Em 2017, o primeiro objeto interestelar de fora do nosso sistema solar foi descoberto por meio do observatório astronômico Pan-STARRS no Havaí. Foi nomeado ‘Oumuamua, que significa “batedor” ou “mensageiro” em havaiano. O objeto era como um cometa, mas com características estranhas o suficiente para desafiar a classificação.

Dois astrofísicos da Universidade Estadual do Arizona (EUA), Steven Desch e Alan Jackson, da School of Earth and Space Exploration, começaram a decifrar as características estranhas de ‘Oumuamua e determinaram que é provavelmente um pedaço de um planeta semelhante a Plutão de outro sistema estelar. Suas descobertas foram publicadas recentemente em dois papers no Journal of Geophysical Research: Planets da União de Geofísica dos Estados Unidos.

“Em muitos aspectos, ‘Oumuamua se assemelhava a um cometa, mas era peculiar o suficiente em vários aspectos que o mistério cercava sua natureza, e as especulações correram soltas sobre o que era”, disse Desch, que é professor da School of Earth and Space Exploration.

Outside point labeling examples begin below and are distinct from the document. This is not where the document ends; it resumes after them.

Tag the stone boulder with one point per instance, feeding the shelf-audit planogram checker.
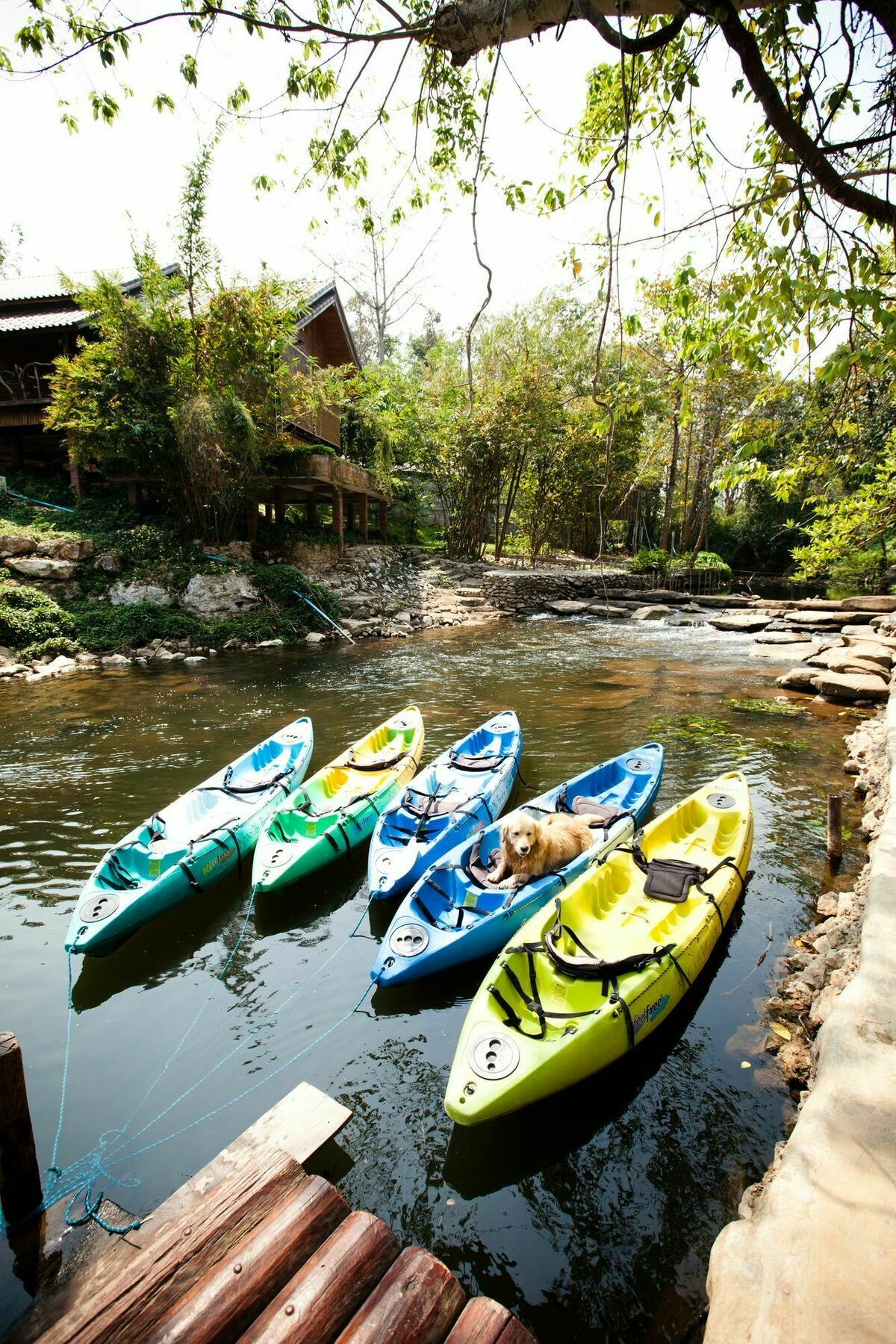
(109, 562)
(849, 685)
(213, 597)
(801, 651)
(127, 594)
(800, 679)
(869, 604)
(567, 608)
(16, 546)
(743, 621)
(40, 567)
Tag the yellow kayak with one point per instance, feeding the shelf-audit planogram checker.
(337, 808)
(593, 974)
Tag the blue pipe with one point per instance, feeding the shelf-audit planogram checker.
(222, 559)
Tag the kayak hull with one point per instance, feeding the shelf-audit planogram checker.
(448, 920)
(417, 830)
(202, 838)
(508, 1057)
(335, 812)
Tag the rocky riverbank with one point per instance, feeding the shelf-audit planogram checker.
(159, 617)
(812, 1253)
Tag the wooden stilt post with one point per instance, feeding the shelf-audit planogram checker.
(20, 1189)
(835, 827)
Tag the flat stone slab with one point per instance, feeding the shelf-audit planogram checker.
(770, 636)
(780, 652)
(567, 608)
(850, 685)
(744, 621)
(798, 679)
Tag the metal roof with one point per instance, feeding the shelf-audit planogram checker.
(40, 322)
(22, 289)
(324, 297)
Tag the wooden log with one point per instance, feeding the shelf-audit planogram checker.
(481, 1322)
(835, 827)
(128, 1298)
(417, 1303)
(20, 1189)
(327, 1292)
(240, 1285)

A partir de observações do objeto, Desch e Jackson determinaram várias de suas características que diferiam do que seria esperado de um cometa.

Em termos de velocidade, o objeto entrou no Sistema Solar a uma velocidade um pouco menor do que seria esperado, indicando que não viajou no espaço interestelar por mais de um bilhão de anos ou mais. Em termos de tamanho, sua forma de panqueca também era mais achatada do que qualquer outro objeto conhecido do Sistema Solar.

Eles também observaram que enquanto o objeto adquiriu um leve empurrão para longe do Sol (um “efeito de foguete” comum em cometas quando a luz solar vaporiza os gelos de constituem os objetos), o impulso foi mais forte do que poderia ser explicado. Finalmente, o objeto carecia de um vestígio detectável do escape de gases, que geralmente é representado visivelmente pela cauda de um cometa. Ao todo, o objeto era muito parecido com um cometa, mas diferente de qualquer cometa já observado no Sistema Solar.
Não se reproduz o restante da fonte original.